One factor is whether a situation has “built-in” randomness or whether technology has reduced the variability to the point where there is little possibility for exploration. Much software we reviewed often eliminates situational variability to help students focus on the procedural skill. This is particularly true of software aimed at helping students develop literacy and numeracy. For example, many math programs, such as Math BlasterTM (http://www.knowledgeadventure.com/mathblaster/), present students with a storyline or game-like interface, but these conceits are meant as a means of motivating students only, and in fact, math learning is presented in a drill and skill format, wholly divorced from any meaningful context in which math may be learned. Likewise, math-tutoring programs, such as Wayang Outpost (http://k12.usc.edu/WO/ ) (Beal & Lee, 2005), while providing a motivating storyline and individualized and helpful feedback to students on the procedure of solving a problem, do not provide varied situations in which the math skills may be needed. This may have the unintended consequence of preventing students from developing variations in that procedure in response to new situations.

The second factor involves the degree to which people are enabled to take risks in approaching a task.
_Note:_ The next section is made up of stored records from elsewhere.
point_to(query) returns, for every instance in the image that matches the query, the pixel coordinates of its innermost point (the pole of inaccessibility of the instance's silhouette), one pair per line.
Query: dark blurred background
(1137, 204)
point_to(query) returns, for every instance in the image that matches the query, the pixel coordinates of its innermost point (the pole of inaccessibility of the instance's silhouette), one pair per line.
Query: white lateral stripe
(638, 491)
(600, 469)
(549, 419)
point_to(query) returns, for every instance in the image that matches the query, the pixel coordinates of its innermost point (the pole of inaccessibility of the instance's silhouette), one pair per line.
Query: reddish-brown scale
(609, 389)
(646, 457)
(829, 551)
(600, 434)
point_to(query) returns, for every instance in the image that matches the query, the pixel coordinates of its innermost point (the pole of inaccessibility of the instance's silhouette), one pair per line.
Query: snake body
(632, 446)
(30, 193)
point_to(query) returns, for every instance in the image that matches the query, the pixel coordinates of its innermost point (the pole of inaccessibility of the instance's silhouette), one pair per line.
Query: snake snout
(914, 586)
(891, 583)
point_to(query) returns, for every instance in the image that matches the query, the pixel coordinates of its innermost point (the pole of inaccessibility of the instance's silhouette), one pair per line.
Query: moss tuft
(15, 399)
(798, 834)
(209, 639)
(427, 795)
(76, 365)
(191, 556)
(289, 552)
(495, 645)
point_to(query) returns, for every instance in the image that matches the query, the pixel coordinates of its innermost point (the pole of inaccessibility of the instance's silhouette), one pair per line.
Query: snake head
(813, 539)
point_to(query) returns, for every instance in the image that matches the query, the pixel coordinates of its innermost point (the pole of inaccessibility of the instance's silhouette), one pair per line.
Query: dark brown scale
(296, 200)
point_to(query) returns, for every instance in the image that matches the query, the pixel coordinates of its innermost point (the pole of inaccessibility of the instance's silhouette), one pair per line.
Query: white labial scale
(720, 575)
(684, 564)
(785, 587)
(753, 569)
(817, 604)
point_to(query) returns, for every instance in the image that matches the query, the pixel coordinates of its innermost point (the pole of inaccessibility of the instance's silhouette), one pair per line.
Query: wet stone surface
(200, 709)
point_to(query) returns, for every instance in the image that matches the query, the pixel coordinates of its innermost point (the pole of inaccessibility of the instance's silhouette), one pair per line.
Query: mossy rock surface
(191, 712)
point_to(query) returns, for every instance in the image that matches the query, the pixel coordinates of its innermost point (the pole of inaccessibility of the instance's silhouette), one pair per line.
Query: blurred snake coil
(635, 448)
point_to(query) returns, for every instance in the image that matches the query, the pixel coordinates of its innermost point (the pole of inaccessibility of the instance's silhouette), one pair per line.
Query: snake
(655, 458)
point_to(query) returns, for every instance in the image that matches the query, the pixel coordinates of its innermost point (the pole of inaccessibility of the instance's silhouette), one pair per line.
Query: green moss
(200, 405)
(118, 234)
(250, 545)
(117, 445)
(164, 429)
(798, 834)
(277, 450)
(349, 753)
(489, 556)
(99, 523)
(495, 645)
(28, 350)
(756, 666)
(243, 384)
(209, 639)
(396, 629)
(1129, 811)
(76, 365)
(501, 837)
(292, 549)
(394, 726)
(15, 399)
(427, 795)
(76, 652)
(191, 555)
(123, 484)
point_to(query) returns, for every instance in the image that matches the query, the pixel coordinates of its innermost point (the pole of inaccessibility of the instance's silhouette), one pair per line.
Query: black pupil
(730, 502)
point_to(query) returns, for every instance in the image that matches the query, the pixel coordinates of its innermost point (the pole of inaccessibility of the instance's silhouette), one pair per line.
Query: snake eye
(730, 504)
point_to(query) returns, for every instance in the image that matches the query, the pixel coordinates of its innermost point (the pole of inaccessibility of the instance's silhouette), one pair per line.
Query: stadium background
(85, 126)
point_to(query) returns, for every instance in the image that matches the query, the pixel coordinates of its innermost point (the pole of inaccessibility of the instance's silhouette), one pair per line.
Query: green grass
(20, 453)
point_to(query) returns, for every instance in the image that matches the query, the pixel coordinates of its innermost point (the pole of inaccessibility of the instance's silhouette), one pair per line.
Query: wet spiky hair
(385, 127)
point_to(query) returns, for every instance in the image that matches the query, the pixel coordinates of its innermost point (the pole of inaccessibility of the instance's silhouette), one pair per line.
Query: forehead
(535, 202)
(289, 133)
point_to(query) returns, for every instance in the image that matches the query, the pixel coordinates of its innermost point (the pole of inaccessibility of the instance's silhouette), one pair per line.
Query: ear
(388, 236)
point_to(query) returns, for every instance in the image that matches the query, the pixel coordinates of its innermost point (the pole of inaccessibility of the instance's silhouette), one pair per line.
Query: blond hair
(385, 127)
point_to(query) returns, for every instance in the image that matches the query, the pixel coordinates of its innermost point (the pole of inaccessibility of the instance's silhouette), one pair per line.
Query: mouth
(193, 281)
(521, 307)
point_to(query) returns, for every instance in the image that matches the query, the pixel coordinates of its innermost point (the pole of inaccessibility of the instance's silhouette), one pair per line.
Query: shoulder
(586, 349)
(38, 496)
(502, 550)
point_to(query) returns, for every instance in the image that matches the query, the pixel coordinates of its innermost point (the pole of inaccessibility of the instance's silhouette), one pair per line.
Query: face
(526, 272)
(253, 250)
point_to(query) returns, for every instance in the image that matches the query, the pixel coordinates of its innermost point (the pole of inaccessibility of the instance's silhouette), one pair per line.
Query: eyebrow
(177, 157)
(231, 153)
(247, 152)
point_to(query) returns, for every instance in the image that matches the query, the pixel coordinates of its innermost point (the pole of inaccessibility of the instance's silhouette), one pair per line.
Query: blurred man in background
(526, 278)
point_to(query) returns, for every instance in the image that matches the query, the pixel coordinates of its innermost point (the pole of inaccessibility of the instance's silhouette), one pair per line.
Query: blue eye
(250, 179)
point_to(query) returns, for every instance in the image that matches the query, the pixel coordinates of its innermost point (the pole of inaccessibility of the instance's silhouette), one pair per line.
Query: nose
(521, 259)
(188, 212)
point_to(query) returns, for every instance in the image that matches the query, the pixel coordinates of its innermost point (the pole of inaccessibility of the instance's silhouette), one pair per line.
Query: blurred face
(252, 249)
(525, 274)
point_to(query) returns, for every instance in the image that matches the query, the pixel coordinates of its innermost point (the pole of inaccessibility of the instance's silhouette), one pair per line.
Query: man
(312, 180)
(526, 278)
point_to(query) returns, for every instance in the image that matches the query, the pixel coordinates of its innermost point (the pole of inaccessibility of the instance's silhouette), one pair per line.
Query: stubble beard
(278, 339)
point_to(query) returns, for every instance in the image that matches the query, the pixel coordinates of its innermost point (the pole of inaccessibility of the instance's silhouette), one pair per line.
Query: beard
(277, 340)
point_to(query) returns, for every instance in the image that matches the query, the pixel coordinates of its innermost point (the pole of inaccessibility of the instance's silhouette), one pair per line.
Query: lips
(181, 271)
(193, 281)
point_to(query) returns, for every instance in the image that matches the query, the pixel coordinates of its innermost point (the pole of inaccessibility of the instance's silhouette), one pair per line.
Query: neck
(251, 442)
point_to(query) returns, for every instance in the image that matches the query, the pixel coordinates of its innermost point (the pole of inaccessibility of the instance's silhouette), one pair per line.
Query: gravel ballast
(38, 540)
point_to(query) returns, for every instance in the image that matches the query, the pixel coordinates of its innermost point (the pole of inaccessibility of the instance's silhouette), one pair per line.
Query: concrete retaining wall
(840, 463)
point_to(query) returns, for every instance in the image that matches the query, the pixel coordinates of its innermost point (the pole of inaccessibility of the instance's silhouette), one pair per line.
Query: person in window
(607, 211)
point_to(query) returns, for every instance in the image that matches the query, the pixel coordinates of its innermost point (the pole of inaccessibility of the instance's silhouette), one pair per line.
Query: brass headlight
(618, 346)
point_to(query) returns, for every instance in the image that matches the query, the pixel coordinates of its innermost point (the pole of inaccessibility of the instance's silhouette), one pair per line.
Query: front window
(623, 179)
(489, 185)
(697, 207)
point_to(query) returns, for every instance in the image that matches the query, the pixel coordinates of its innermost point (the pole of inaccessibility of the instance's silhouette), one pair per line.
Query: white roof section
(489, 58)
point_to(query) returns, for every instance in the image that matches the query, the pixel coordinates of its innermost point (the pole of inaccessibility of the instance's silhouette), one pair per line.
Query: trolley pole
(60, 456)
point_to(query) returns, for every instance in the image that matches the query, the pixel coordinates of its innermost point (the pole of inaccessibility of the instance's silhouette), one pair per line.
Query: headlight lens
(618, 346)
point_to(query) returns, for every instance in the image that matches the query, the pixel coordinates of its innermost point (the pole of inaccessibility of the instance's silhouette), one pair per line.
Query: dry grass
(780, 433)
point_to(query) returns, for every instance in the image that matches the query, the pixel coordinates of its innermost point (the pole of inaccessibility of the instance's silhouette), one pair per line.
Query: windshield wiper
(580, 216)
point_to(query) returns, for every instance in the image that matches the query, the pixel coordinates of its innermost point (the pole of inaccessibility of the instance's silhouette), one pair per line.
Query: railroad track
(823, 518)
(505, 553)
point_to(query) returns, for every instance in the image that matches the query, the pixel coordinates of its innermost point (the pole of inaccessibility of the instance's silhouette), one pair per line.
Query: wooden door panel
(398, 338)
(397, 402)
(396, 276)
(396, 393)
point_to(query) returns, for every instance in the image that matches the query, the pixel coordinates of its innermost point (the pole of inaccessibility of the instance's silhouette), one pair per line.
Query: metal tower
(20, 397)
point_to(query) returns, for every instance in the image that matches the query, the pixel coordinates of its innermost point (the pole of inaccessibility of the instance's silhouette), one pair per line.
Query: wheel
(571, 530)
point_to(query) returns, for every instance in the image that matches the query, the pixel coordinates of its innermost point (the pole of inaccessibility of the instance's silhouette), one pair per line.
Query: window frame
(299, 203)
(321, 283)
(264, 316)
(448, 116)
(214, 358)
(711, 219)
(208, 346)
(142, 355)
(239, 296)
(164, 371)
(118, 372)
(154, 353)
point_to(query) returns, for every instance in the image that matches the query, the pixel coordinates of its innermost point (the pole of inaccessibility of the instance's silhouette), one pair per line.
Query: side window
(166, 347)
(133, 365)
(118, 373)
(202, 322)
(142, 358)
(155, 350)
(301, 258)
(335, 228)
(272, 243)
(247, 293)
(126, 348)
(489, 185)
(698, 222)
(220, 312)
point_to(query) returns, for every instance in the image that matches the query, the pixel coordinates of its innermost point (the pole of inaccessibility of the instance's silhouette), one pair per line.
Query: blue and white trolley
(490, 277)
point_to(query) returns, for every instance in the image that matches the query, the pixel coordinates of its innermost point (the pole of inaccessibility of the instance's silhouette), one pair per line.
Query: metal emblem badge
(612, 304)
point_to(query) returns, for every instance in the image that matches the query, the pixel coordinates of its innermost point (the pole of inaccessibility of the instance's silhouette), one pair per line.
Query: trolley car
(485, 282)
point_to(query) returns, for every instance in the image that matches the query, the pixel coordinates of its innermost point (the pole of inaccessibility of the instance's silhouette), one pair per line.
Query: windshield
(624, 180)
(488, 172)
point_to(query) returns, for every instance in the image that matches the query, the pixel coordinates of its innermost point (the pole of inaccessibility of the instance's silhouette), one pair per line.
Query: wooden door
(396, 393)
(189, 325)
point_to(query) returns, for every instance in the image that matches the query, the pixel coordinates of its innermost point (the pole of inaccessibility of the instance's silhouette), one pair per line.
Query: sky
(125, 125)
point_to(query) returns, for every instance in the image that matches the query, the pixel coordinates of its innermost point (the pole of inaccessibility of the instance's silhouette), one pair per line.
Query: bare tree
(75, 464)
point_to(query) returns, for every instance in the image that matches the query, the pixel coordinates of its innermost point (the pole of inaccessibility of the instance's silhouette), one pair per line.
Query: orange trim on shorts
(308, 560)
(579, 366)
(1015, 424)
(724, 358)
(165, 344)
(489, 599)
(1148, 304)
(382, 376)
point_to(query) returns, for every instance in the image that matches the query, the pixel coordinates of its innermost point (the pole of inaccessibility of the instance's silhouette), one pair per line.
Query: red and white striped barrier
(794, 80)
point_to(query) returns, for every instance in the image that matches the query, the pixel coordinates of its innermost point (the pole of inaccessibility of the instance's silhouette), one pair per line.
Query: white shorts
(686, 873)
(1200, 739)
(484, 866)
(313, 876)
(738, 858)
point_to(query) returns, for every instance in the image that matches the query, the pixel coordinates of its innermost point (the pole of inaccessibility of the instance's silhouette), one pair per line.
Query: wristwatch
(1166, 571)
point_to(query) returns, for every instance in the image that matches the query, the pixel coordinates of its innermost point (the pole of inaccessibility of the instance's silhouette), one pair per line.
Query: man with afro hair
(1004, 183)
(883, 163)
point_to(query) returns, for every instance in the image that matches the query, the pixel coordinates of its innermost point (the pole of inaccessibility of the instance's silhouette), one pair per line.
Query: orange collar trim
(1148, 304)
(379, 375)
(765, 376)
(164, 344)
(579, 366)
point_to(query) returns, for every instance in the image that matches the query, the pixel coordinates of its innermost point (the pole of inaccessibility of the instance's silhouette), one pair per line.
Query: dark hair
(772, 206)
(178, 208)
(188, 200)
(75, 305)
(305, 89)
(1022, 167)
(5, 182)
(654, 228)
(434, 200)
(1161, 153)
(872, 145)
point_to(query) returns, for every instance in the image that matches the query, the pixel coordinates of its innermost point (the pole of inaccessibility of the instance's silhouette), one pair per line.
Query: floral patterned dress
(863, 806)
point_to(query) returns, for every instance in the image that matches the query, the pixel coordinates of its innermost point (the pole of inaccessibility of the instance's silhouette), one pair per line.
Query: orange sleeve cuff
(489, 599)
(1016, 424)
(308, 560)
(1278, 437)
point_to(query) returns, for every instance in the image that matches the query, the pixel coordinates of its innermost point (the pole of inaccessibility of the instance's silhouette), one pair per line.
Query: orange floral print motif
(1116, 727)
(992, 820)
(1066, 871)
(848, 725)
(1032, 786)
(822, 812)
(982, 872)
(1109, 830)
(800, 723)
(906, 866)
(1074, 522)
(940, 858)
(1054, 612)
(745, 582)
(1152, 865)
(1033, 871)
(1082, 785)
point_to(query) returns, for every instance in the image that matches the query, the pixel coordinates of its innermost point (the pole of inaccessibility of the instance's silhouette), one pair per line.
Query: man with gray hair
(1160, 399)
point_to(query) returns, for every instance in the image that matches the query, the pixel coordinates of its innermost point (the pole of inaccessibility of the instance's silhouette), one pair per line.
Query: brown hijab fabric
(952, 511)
When the risk attached to the performance of a procedure is minimal, people are more inclined to experiment. “In contrast, when a procedural skill is performed primarily to obtain rewards, people are reluctant to risk varying the skills, since they believe safety lies in relying on the ‘conventional’ version” (Hatano & Inagaki, 1986, p. 269). Game-like software that provides rewards for successful performance of the procedure or skill will limit risk-taking, thereby limiting students’ ability to adapt their understanding to new situations.

The third factor involves the degree to which the classroom culture emphasizes either understanding or prompt performance. Hatano & Inagaki (1986) state, “A culture, where understanding the system is the goal, encourages individuals in it to engage in active experimentation. That is, they are invited to try new versions of the procedural skill, even at the cost of efficiency” (p. 270). They proposed that an understanding-oriented classroom culture naturally fosters explanation and elaboration, compared to a performance-oriented classroom culture. Their views also echo the research findings by Bereiter & Scardamalia on the importance of engaging students in a knowledge and understanding-oriented society and their impact on adaptation and human development (Bereiter & Scardamalia, 2000; Scardamalia & Bereiter, 1996). Central to these concerns is people’s ability to self-monitor their own understanding at a deep principle level.

3.5.6 Ways Metacognition can Improve Content Learning and Adaptive Expertise

Neither metacognitive monitoring skills nor content learning alone will do the job of improving people’s deep understanding of the subject matter leading to adaptive expertise in a specific domain. Rather, the two work in concert with one another in the following ways. First, utilizing familiar content knowledge improves the effectiveness of using different metacognitive strategies. Second, familiar content facilitates learning of new strategies such as elaboration (Bransford et al., 1982). Familiar content may also serve as “a kind of practice field upon which children exercise emerging memory strategies” (Siegler & Alibali, 2005, p. 262). Third, content knowledge facilitates people’s metacognitive development by offering specific data and a context in which to monitor and revise their strategies and procedures. Research shows that metacognition works best when an individual has specific issues to work through (e.g., Chi, DeLeeuw, Chiu, & LaVancher, 1994; Lin & Schwartz, 2003). This is because people think best when they have a known specific context to work with (Gay & Cole, 1967). Indeed metacognitive monitoring is often retrospective, capitalizing on a specific past as opposed to a vague future.